In denying our FOIA request in the Romney matter, the FOIA Service Center determined that “the agency is precluded from providing this information as it deals with predecisional documents that are covered under the deliberative process privilege under FOIA Exemption 5," citing 5 U.S.C. § 552(b)(5) for its position.

For the reasons detailed in our two letters to the Commission, the FOIA Service Center’s determination was erroneous with respect to the Romney matter and, to the extent this is the rationale being relied upon by the Commission to withhold documents in the other closed enforcement actions, it is similarly erroneous.
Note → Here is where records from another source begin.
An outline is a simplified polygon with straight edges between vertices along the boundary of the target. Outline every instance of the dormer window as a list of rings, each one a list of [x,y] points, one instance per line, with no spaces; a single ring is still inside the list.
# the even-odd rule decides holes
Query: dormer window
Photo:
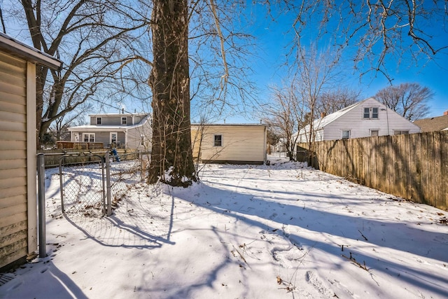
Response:
[[[378,107],[364,107],[364,119],[378,119]]]

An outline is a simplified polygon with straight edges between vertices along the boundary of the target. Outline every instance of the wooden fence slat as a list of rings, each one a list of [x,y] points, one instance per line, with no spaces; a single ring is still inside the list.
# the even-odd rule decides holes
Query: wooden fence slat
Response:
[[[316,144],[318,166],[326,172],[448,209],[448,131]]]

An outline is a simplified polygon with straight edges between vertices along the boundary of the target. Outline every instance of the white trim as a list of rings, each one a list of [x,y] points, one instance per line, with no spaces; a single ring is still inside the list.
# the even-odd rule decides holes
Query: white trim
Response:
[[[216,141],[215,139],[215,137],[216,136],[220,136],[221,137],[221,145],[220,146],[217,146],[215,144],[215,141]],[[214,147],[223,147],[224,144],[224,139],[223,138],[223,134],[213,134],[213,146]]]
[[[112,134],[115,134],[115,144],[117,144],[117,142],[118,142],[118,133],[116,132],[111,132],[109,133],[109,144],[112,144]]]
[[[87,141],[85,141],[85,135],[88,135],[88,139]],[[93,141],[90,141],[90,136],[93,135]],[[95,136],[95,133],[83,133],[83,142],[95,142],[95,140],[97,139],[96,136]]]
[[[349,132],[349,137],[344,137],[344,132]],[[351,137],[351,130],[343,130],[341,129],[341,139],[349,139]]]

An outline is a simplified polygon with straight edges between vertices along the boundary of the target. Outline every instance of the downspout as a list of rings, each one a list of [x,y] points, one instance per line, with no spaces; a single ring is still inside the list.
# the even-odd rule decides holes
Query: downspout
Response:
[[[265,126],[265,138],[264,138],[264,145],[263,145],[263,151],[264,151],[264,161],[263,161],[263,164],[266,164],[267,161],[267,151],[266,151],[266,144],[267,141],[267,126]]]

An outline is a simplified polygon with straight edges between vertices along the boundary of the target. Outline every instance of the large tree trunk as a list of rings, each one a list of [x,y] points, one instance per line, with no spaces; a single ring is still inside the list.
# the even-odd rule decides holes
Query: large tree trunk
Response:
[[[190,123],[187,0],[154,0],[153,151],[148,181],[186,187],[197,180]]]

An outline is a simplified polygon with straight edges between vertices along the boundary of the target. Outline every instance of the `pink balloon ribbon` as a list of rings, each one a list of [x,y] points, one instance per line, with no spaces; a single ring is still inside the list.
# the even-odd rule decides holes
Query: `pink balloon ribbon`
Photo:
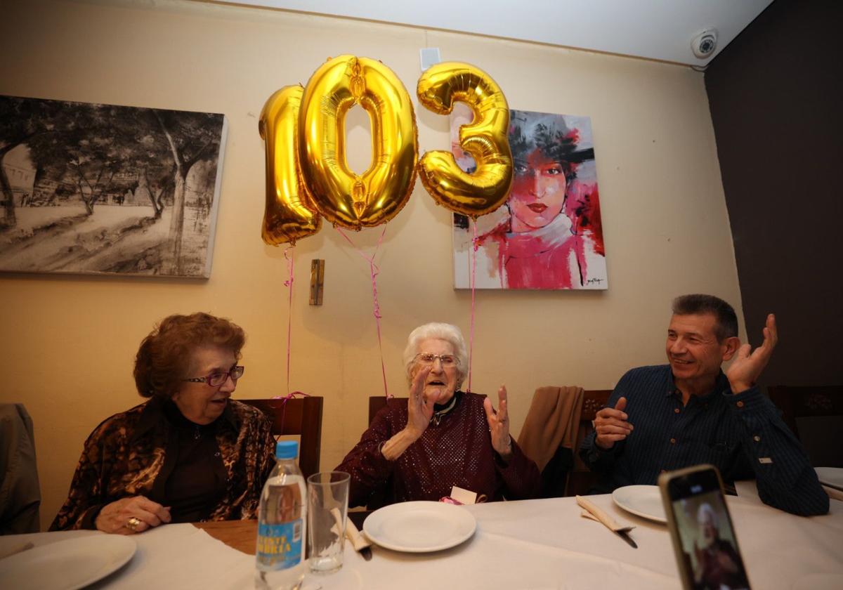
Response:
[[[293,269],[295,264],[293,259],[293,244],[284,249],[284,258],[287,260],[287,271],[289,276],[284,282],[284,286],[289,289],[289,304],[287,314],[287,393],[290,394],[290,346],[293,341]],[[283,426],[283,423],[282,423]]]
[[[384,236],[386,235],[386,225],[384,225],[384,231],[380,233],[380,238],[378,239],[378,245],[374,248],[374,252],[372,253],[371,256],[366,255],[362,250],[357,248],[354,242],[346,235],[339,228],[336,228],[336,231],[340,233],[343,238],[346,239],[352,247],[357,251],[361,256],[366,259],[366,261],[369,263],[369,272],[372,275],[372,300],[373,300],[373,315],[374,315],[375,324],[378,328],[378,348],[380,351],[380,373],[384,378],[384,394],[386,396],[387,400],[392,399],[392,395],[389,394],[389,391],[386,386],[386,367],[384,365],[384,342],[380,335],[380,319],[383,317],[380,314],[380,303],[378,303],[378,275],[380,273],[380,268],[378,265],[374,263],[374,257],[378,254],[378,249],[380,248],[380,244],[384,242]]]
[[[474,238],[471,240],[471,277],[470,284],[471,286],[471,324],[469,330],[469,384],[465,390],[471,392],[471,359],[474,357],[474,308],[475,308],[475,285],[477,280],[477,249],[480,248],[480,241],[477,239],[477,220],[471,220],[471,227],[474,228]]]
[[[288,402],[290,400],[293,400],[297,395],[301,395],[302,397],[304,398],[310,397],[310,395],[305,394],[303,391],[291,391],[290,393],[288,393],[287,395],[284,396],[276,395],[275,397],[270,398],[270,400],[281,400],[281,427],[279,428],[279,430],[282,432],[284,432],[284,419],[287,417],[287,402]],[[270,404],[269,406],[271,408],[278,407],[277,405],[272,405],[271,404]]]

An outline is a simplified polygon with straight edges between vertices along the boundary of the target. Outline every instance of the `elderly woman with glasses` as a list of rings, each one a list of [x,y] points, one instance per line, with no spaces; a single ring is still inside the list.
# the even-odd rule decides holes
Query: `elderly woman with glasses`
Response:
[[[244,341],[239,326],[208,314],[162,320],[135,358],[135,384],[148,400],[88,437],[50,529],[131,534],[255,518],[275,440],[259,410],[231,400]]]
[[[497,412],[485,395],[459,390],[468,368],[459,330],[419,326],[404,362],[407,403],[378,412],[336,468],[352,475],[349,505],[438,501],[454,486],[476,493],[478,502],[535,497],[539,469],[509,436],[506,388]]]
Our letters cite Supreme Court and D.C. Circuit Court precedent making clear that FOIA Exemption 5 is not mandatory. It does not preclude the Commission from providing General Counsel’s Reports and FLAs to the public but, instead, provides federal agencies with the option of asserting a privilege and withholding “inter-agency or intra-agency memorandums or letters which would not be available by law to a party other than an agency in litigation with the agency.” 5 U.S.C. § 552(b)(5). Even if this exemption is available under FOIA, the Commission is free as a matter of law and policy to publicly disclose General Counsel’s Reports and Factual and Legal Analyses.
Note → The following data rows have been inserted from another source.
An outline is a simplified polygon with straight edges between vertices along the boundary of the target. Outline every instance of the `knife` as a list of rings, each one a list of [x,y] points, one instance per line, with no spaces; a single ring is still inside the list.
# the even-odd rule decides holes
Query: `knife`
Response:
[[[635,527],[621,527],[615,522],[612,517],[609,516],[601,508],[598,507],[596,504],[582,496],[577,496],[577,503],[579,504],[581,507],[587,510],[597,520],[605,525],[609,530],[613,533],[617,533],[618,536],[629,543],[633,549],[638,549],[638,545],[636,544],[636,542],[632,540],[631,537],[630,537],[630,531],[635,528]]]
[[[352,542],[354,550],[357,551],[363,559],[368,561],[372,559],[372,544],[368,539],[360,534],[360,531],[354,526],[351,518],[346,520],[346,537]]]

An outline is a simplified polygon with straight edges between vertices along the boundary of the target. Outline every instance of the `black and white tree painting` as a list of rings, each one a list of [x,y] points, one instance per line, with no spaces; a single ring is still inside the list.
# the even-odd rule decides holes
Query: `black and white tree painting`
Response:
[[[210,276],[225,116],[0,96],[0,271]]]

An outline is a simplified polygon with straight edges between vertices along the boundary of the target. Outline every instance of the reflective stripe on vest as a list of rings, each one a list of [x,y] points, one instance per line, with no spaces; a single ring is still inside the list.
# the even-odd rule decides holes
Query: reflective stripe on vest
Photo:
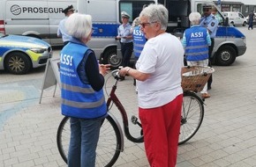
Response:
[[[76,108],[95,108],[102,106],[105,103],[105,98],[102,97],[100,100],[95,101],[95,102],[76,102],[76,101],[72,101],[68,99],[62,99],[63,105],[66,105],[69,106],[76,107]]]
[[[105,115],[107,106],[103,91],[95,91],[89,84],[81,82],[77,72],[88,47],[79,41],[70,41],[61,51],[60,76],[62,113],[70,117],[93,119]],[[84,74],[87,80],[87,76]]]

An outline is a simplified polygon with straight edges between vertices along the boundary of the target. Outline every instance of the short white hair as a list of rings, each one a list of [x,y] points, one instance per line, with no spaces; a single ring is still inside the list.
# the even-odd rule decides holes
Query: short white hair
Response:
[[[92,32],[91,15],[73,13],[68,17],[65,22],[67,33],[77,39],[87,38]]]
[[[192,12],[189,15],[189,20],[191,21],[192,25],[199,25],[200,18],[201,15],[199,12]]]
[[[148,18],[149,23],[159,22],[161,29],[166,30],[168,25],[168,10],[162,4],[151,4],[139,13],[139,18]]]

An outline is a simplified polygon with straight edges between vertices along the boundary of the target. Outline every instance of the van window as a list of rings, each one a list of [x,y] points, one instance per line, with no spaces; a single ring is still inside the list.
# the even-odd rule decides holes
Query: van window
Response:
[[[119,22],[122,23],[121,20],[121,11],[126,11],[131,18],[129,18],[130,22],[139,16],[140,11],[143,9],[144,5],[148,5],[150,4],[154,4],[154,1],[122,1],[119,2]]]
[[[204,12],[203,12],[203,5],[205,5],[206,4],[197,4],[197,11],[199,13],[201,13],[201,15],[203,16]],[[209,4],[212,5],[212,4]],[[226,13],[224,13],[225,16]],[[226,17],[226,16],[225,16]],[[218,11],[217,13],[215,14],[215,18],[216,19],[218,19],[219,21],[219,25],[224,25],[224,18],[222,17],[222,13],[220,13],[220,11]]]
[[[244,15],[243,15],[242,13],[238,13],[238,16],[239,16],[240,18],[245,18],[245,17],[244,17]]]

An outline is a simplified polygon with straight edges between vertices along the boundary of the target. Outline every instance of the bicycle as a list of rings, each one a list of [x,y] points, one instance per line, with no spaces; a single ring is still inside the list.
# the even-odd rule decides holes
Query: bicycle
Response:
[[[143,142],[143,131],[141,124],[136,116],[132,116],[131,121],[140,127],[140,134],[136,138],[129,130],[128,117],[124,107],[119,101],[115,91],[120,79],[118,69],[113,70],[112,76],[116,79],[109,97],[107,100],[108,117],[102,121],[98,146],[96,149],[96,166],[110,167],[117,160],[120,152],[124,150],[124,133],[118,120],[109,112],[115,104],[122,115],[123,127],[125,137],[132,142]],[[204,117],[204,102],[195,92],[185,91],[183,98],[183,110],[181,115],[181,128],[178,144],[188,142],[199,130]],[[57,129],[56,142],[59,153],[67,163],[67,153],[70,141],[69,117],[64,117]]]

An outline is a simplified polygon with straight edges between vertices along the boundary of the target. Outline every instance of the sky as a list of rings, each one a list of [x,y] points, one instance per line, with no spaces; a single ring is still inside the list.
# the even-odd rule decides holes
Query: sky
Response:
[[[221,0],[221,2],[241,2],[245,4],[256,5],[256,0]]]

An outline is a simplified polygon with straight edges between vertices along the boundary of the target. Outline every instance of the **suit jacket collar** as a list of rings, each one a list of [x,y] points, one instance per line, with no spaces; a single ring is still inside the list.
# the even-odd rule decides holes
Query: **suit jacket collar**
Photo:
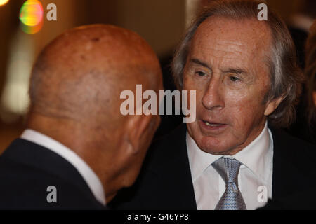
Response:
[[[315,175],[313,167],[315,163],[312,162],[313,160],[308,163],[303,160],[306,159],[304,154],[308,155],[310,148],[300,148],[300,146],[305,144],[303,141],[281,130],[269,128],[273,137],[272,198],[282,198],[295,193],[298,189],[310,187],[315,181],[310,180],[307,183],[306,180],[308,180],[308,175]],[[168,142],[169,147],[166,147],[166,145],[164,147],[171,150],[167,153],[156,152],[159,154],[157,156],[159,159],[149,160],[148,169],[164,175],[162,179],[164,181],[174,183],[176,187],[167,193],[170,194],[171,198],[178,200],[176,203],[181,202],[188,205],[188,209],[197,209],[186,146],[186,125],[183,124],[166,136],[164,142]],[[162,149],[160,147],[158,148]],[[313,155],[310,157],[315,158]],[[305,170],[310,172],[305,173]],[[170,202],[172,203],[171,200]]]

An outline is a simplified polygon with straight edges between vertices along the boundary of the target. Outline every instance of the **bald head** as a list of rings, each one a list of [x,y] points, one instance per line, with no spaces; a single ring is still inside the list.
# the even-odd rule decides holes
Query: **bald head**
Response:
[[[100,178],[107,201],[131,186],[159,125],[158,115],[123,115],[121,92],[157,92],[159,64],[136,33],[96,24],[66,31],[48,44],[31,78],[27,125],[75,151]]]
[[[32,107],[51,116],[82,119],[98,114],[100,107],[113,108],[119,92],[138,83],[157,88],[159,69],[151,48],[134,32],[105,24],[76,28],[40,55],[31,78]]]

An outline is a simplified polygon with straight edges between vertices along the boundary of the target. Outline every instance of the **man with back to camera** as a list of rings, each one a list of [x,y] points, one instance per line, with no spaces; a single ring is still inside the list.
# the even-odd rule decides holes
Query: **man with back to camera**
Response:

Indeed, as our letters further explain, the Commission has adopted regulations and a policy statement that require the Commission to disclose General Counsel’s Reports and Factual and Legal Analyses. This is therefore not a discretionary matter—the Commission and its staff must follow the Commission’s own regulations and policy until they are changed. The Commission’s regulations state that:

[T]he Commission shall make the following materials available for public inspection and copying: . . . Opinions of Commissioners rendered in enforcement cases, General Counsel’s Reports and non-exempt 2 U.S.C. 437g investigatory materials shall be placed on the public record of the Agency no later than 30 days from the date on which all respondents are notified that the Commission has voted to close such an enforcement file[.]
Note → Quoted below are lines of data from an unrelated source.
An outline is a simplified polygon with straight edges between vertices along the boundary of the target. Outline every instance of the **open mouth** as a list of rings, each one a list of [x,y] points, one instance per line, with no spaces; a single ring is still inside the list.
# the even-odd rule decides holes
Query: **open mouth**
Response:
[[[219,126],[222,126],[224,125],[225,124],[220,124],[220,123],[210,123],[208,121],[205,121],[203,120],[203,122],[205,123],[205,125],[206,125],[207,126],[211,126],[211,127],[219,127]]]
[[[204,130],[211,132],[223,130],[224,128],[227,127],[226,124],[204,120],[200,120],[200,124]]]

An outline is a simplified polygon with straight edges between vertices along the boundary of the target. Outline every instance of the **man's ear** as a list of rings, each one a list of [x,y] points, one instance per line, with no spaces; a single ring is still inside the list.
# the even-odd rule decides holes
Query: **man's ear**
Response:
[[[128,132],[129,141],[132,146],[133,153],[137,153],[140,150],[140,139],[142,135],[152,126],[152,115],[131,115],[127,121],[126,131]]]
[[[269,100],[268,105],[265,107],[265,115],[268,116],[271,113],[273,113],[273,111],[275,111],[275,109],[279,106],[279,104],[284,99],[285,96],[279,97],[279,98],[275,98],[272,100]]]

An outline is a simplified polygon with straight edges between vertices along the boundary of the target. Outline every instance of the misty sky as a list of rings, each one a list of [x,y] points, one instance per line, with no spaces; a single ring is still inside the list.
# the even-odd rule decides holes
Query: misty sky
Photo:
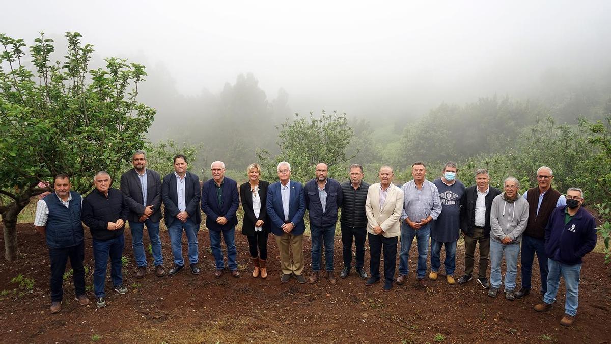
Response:
[[[401,114],[524,96],[549,70],[608,72],[611,1],[499,2],[7,1],[0,32],[78,31],[101,57],[164,66],[186,95],[252,72],[299,112]]]

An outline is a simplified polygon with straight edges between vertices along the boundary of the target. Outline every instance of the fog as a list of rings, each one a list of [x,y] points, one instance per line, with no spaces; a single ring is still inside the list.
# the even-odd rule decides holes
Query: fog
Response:
[[[141,100],[158,110],[153,138],[172,136],[167,119],[181,111],[201,110],[189,116],[202,122],[222,114],[222,104],[206,100],[222,97],[242,74],[258,81],[268,105],[284,90],[278,118],[324,109],[408,121],[442,103],[611,87],[607,1],[36,1],[2,8],[0,31],[28,43],[43,31],[59,46],[65,31],[76,31],[98,61],[145,64]]]

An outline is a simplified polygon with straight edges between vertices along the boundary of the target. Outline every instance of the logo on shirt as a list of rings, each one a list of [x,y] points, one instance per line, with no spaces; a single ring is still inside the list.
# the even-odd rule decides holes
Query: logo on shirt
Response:
[[[458,204],[460,196],[449,190],[439,193],[442,204]]]

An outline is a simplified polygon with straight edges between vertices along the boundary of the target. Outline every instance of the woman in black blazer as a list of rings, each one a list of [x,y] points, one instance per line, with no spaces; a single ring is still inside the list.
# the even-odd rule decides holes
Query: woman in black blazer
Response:
[[[251,256],[255,265],[252,277],[267,277],[267,239],[269,234],[269,219],[265,209],[267,189],[269,183],[259,180],[261,166],[251,163],[246,168],[248,181],[240,185],[240,195],[244,209],[242,234],[248,237]],[[258,250],[257,250],[258,248]]]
11 C.F.R. § 4.4(a) (emphasis added). Further, the Commission’s “Statement of Policy Regarding Disclosure of Closed Enforcement and Related Files” clearly states:

With respect to enforcement matters, the Commission will place the following categories of documents on the public record:

. . . .

3. General Counsel’s Reports that recommend dismissal, reason to believe, no reason to believe, no action at this time, probable cause to believe, no probable cause to believe, no further action, or acceptance of a conciliation agreement;

4. Notification of reason to believe findings (including Factual and Legal Analysis);

. . . .

The Commission is placing the foregoing categories of documents on the public record in all matters it closes on or after January 1, 2004.

68 Fed. Reg. at 70427 (emphasis added).

If the Commission would like to withhold General Counsel’s Reports and Factual and Legal Analyses under FOIA Exemption 5, it must open a rulemaking with notice and comment to change the existing regulations, and follow its procedures for amending or withdrawing the policy statement which currently governs this issue. Until then, the Commission’s existing rules and policies require such documents to be disclosed.